On National Public Radio, US Ambassador to the United Nations Susan Rice, referencing Obama’s speech, said: “What the president said was very clear, and that is that you cannot create the reality of a state without the critical prior step of direct negotiations between the two parties.

Those critical issues of borders, of security, of Jerusalem, of refugees, which are so emotional, can only be resolved in a lasting way. And two states can only be created through direct negotiations, and there’s no shortcut to that.

There’s no effective way to bypass it and the United States has been very clear on that and remains very clear on that.”

When Deiss was asked at a news conference if there would be any way for the Palestinians to achieve UN membership through a vote if a Security Council resolution were to be vetoed, Deiss responded, “No. No.”

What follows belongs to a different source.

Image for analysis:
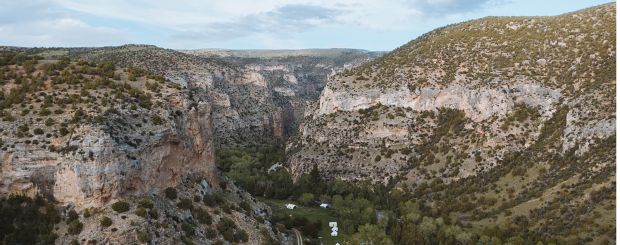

Requirements for UN membership are laid out by the UN Charter. A state must fill out an application stating adherence to the charter, after which the Security Council is required to make a recommendation requiring nine votes of yes, with no veto exercised by a permanent member. After the Security Council recommendation, the General Assembly can then vote on membership. Two-thirds approval of the General Assembly is required for a state to be admitted to the UN.

A total of 112 nations have already formally recognized “Palestine,” but the UN membership process goes along a different procedural track – one that international law experts, including many Israelis, are seeking to derail.

Last week, a group of international law experts contacted UN Secretary-General Ban Kimoon about the Palestinian bid for UN recognition via the General Assembly, and said that UN recognition would be contrary to international law.

The lawyers asked that the secretary- general appeal to the General Assembly to prevent the adoption of a Palestinian state resolution, because such a resolution would contradict agreements signed between Israel and the PLO in the Oslo Accords.